Hindu temple in Ariyalur

Kaliyuga Varadaraja Perumal Temple or Kaliyaperumal temple is a Hindu temple located at Kallankurichi in the Ariyalur district of Tamil Nadu, India. The temple is situated 10 km from Ariyalur and is dedicated to Perumal (Vishnu).

== Significance ==
The Presiding deity is about 8000 years old while the temple is approximately 500 years old, built by a cowherd on the spot of a 12-foot tall post believed to have miraculous powers. The post now forms the main deity in the temple. Nearby, the idol of Hanuman can be found.

==Presiding deity==
There is no idol found as a presiding deity. Only a 12 feet tall post, a granite pillar, is found. Pujas are performed to this post. The temple has a majestic front with a few carvings. The Pillar of power is the presiding deity of the temple. The granite pillar is referred as 'Kambamperumal'. On the lower portion of the pillar Hanuman is carved out. It is a tiny figure. It appears to be in a state of firm self-control walks forward with the Sanjeevi hill on his left hand while the right hand is raised in a token of assurance. While going around the pillar within the sanctum, two carved figures, who found the temple 250 years back, can be seen. The processional deity, Varadharaja perumal can be worshipped in a large niche within the temple. Sreedevi and Boodevi are found in the temple. This temple is also known as Kaliyuga Varadaraja Perumal Temple.

==History==
===Sthala Puran===
The Sthalapurana goes like, once a cow header, Maangan son of Gopalan who used to help the needy of his place, took out a herd of cows and found that one of his cows which was pregnant was missing on his return. Despite extensive search, he failed to locate the cow which was pregnant and neared the gestation period, leaving him dejected while returning home.

Three days later, he heard an divine voice from Lord Vishnu directing him to a particular place here in Kallankuruchi where he found the cow with her new born. Next day morning he went in search of the cow as he was directed in his dreams, he brought the mother and the new born to his home. Seven days later he heard the invisible voice again, this time telling him how great fool he was to leave a wooden pillar dedicated to Lord Vishnu which had immense powers worshiped by many.

When cow header went back to that place, he found a sacred pillar with the cow’s milk on it and immediately understood that it was none other than Lord Vishnu who had himself helped him the previous day. It was an accepted practice in olden days to erect the pillar as the deity and worship.

===History of Pillar worship===
According to the legend the main pillared deity is almost 8000 years old, there are many references in the Tamil literature of the Sangam era (500 BCE to the 300 CE), which mentions people worshiping pillars hence, this could have been one of those pillars worshiped by the sangam age people.
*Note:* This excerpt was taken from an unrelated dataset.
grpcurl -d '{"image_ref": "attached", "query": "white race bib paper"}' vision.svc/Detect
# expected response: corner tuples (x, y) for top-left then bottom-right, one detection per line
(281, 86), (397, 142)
Paṭṭiṉappālai is one of the finest sangam works which describes Pillar worships and also explains the paintings of Mahalakshmi on the fort walls of the city Kaveripoompatinam.

==Architecture==

The temple houses some excellent Dravidian architecture of the Vijayanagara period. The temple has many pillars in the ardha mandapam which are sculpted in a beautiful manner and present throughout the temple as well. The sculptures and bas-reliefs depict various scenes from the Puranas. The Dasavathara mandapam has depiction of the Vishnu’s Dasavatharam. There are several sculptures throughout the temple which depict various legends of the Vaishnavate tradition.

==Offerings==
The peasants bring portion of their promised offering here and pour them in the assigned vats. They are then measured and tied up in bags and placed in the rooms above, to be taken out and used later. There are large granaries. The devotees tie to the neck of a goat a note with the words 'Kaliyaperumal Kovil' and it would not get lost. Those who come across it will direct to move towards the temple of Kaliyaperumal near Ariyalur.

==Festival==
Rama Navami is celebrated at the annual chariot festival, in which devotees come in large numbers to participate.